One of the most mysterious plants on the menu right now is ficoide glaciale (mesembryanthemum crystallinum), which originated in southern Africa, and has been popular among the French chefs of haute cuisine for many years. It was then that I first encountered this plant in a French cookbook. Not surprisingly, the only place I know that sells seed is La Societe des Plantes (If you can't read french, you may have trouble maneuvering this site). I buy this special vegetable from Viridian Farms, who are the only people outside of California that I know who are selling it. As you can see in the photograph, its leaves are covered with cell walls filled with water. It is sometimes called ice plant or glacier lettuce, very crisp, crunchy and refreshing. Texturally, it reminds me of watermelon. I serve this with salmon and a rice porridge made with sesame and sweet walla walla onions, accompanied with a salad of cucumbers, wakame seaweed and ice plant. Then the entire dish is sprinkled with furikake, a sesame and spice mixture full of textures, colors and flavors. It is also great in textural salad presentations.

And why am I eating this?

Early in my cooking career, I happened upon many a book about herbs and medicine. Samuel Thayer's "Edible Wild Plants" and Euell Gibbons' "Stalking the Wild Asparagus" were probably the first big inspirations. In fact, it all started over a bowl of Grape Nuts cereal when I was a young lad, and I saw Euell Gibbons on a tv commercial. He seemed so cool by the campfire, gathering weeds and berries and eating the same breakfast cereal that I ate. Wow! He was James Dean and Gandalf in the same moment.

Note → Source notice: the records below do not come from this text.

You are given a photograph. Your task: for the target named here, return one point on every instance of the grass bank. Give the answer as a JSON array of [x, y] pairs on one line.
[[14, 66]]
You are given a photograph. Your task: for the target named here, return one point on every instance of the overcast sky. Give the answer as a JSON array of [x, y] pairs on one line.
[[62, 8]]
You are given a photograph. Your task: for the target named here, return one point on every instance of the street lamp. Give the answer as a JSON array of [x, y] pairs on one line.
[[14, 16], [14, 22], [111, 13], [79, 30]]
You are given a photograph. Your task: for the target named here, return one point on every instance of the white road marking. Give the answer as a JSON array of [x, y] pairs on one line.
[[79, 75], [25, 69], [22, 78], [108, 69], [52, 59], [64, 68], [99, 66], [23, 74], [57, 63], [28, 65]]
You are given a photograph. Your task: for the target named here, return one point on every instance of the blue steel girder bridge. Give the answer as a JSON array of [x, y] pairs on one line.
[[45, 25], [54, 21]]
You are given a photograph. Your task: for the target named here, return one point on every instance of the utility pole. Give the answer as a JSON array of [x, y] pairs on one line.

Once I started cooking as a professional, I encountered the book that brought all these ideas together and inspired me at a very formative time in my career. I was cooking at a french restaurant, and my chef introduced me to this book (now out of print) by Michel Bras (and it was in this book that I first encountered the plant ficoide glaciale, page 220). He describes the inspiration of foraging for ingredients, and using unusual plants for their unique flavors. His plating style was very clean and classic, simple yet elegant and mysterious. Back in 1996, I think this book more than any other singular influence inspired me to become a chef.